Reading Stewart Cockburn’s biography of Sir Thomas Playford dispelled a couple of myths.
I falsely believed that Playford created the gerrymander which helped keep him in power for a Commonwealth record 26 years, and that he was responsible for merging the conservatives with the Country Party.
Both of these circumstances occurred shortly before Playford began his extraordinary career, but helped his fortunes immensely.
I won’t retell his life story here.
To give a short summary, he was born into an established affluent family with orchards in the Adelaide Hills, from a non-conformist religious background and his grandfather was a former Premier of South Australia, also Thomas Playford.
The Liberal Federation and Country Party merged in 1932 to form the Liberal and Country League as a tactic to end Labor’s stranglehold on power.
The LCL subsequently won the 1933 election, where Playford was first elected to represent a multi-member rural constituency.
He proved a meddlesome backbencher, often needling his own side, and Premier Richard Butler soon elevated him to the frontbench.
Playford was a hard worker and researched everything carefully. His main interests were land reform and industrial development.
When Butler made an unsuccessful tilt at Federal Parliament, he handed over to Playford as Premier, thinking he wouldn’t last long in the role.
That was in 1938 and he remained Premier until 1965.
The gerrymander guaranteed two country seats to every city seat. The Labor Party was strong in regional South Australia in the 1930s and never minded this arrangement too much until the 1950s when Adelaide’s population was growing rapidly and country areas became more conservative.
Ironically, Adelaide’s population grew because Playford transformed the state from an agricultural backwater to a highly industrialised society.
He oversaw the development of automobile manufacturing, the Whyalla steel works and Leigh Creek coal mine among many others.
Best Labor Premier
Playford was once described by a Labor MP as “the best Labor Premier in Australia”.
He took on the Adelaide establishment to takeover the Adelaide Electric Supply Company and create the state-owned Electricity Trust of South Australia.
He collaborated with the Australian Workers Union to keep the Communist-controlled Miners Federation out of Leigh Creek, thereby saving South Australia from the terrible coal strikes which afflicted New South Wales.
In his foreword, Sir Charles Court described Playford as a “right wing democratic socialist”. The author disagrees, but the point is well made, that while Playford was socially conservative he was interventionist with the economy and supported organised labor.
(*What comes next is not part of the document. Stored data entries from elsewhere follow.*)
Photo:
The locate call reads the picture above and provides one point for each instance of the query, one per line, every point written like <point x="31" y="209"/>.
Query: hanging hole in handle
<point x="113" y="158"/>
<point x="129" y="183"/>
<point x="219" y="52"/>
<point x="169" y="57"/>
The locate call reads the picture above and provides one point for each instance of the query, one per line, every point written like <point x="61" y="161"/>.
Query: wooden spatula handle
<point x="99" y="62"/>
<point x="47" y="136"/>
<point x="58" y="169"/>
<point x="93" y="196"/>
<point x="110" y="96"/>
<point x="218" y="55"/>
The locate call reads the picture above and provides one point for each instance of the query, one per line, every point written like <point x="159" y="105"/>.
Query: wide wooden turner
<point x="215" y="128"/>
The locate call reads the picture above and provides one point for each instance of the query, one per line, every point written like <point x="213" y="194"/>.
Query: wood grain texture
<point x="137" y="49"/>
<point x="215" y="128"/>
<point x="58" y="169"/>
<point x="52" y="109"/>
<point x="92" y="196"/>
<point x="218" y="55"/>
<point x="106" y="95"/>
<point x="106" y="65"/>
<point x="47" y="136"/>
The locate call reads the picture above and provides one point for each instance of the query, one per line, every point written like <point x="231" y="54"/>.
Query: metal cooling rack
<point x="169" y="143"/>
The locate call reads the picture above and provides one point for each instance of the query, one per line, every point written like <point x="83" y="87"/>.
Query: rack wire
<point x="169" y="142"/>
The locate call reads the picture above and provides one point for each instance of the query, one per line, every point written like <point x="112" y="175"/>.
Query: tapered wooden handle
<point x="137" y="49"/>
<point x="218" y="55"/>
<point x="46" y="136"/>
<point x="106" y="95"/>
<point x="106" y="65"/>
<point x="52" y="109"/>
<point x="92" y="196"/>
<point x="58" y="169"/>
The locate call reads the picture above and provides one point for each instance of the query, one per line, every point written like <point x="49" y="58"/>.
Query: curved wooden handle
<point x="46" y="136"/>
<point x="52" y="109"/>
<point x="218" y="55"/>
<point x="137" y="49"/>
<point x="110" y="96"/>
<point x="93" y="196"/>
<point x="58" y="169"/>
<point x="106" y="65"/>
Under Playford’s premiership, acrimonious parliamentary debates were rare because he got along with the Labor leaders and they often supported his program.
When it came to taking over the electricity company his biggest hurdle was conservative opposition in the Legislative Council.
Cockburn theorises that Playford’s downfall was brought about by the Stuart case and demographic changes in Adelaide, which the rising Don Dunstan exploited cleverly for Labor.
Max Stuart was an Aborigine accused of raping and killing a young white girl at Ceduna. I read the authoritative book by KS Inglis before I went to live at Ceduna in 1991.
Stuart was convicted and sentenced to hang. Some anomalies in the case, new evidence and concerns about Stuart’s ability with English led to public agitation for a retrial and commutation of the death penalty.
Playford was slow to react but eventually commuted the sentence. When he finally appointed a Royal Commission, two of the three judges had been involved with the original trial and the first appeal.
Playford was seen to be out of touch with community sentiment, perhaps reflecting his age.
Six o’clock closing
He also faced a less compliant media, with the Rupert Murdoch-run Adelaide News probing hard on the Stuart case and hospital neglect and television on the rise.
Playford resisted ending six o’clock pub closing, which cost him support from workers in the growing industrial suburbs and these suburbs were spreading into former regional areas like the Barossa Valley.
The LCL narrowly lost the 1965 election and Playford’s reign was over.
While he created many industries and jobs, these were arguably to contribute to South Australia’s later decline as the state produced goods at a high cost which Australia didn’t need. The state became reliant on its manufacturing industries.
These industries were established without much thought given to environmental issues and obtaining water was problematic.
Playford’s solution was to pipe water from the Murray to Adelaide, Whyalla and the Eyre Peninsula.
In terms of his personality, he was a dominant individual and possibly crossed the line occasionally into bullying.
It’s hard to imagine a similar style of leadership coming to the fore in Australia today and no government could operate as Playford’s did with minimal scrutiny.
Nevertheless, everything he did was for South Australia and he retired from Parliament with an ordinary pension.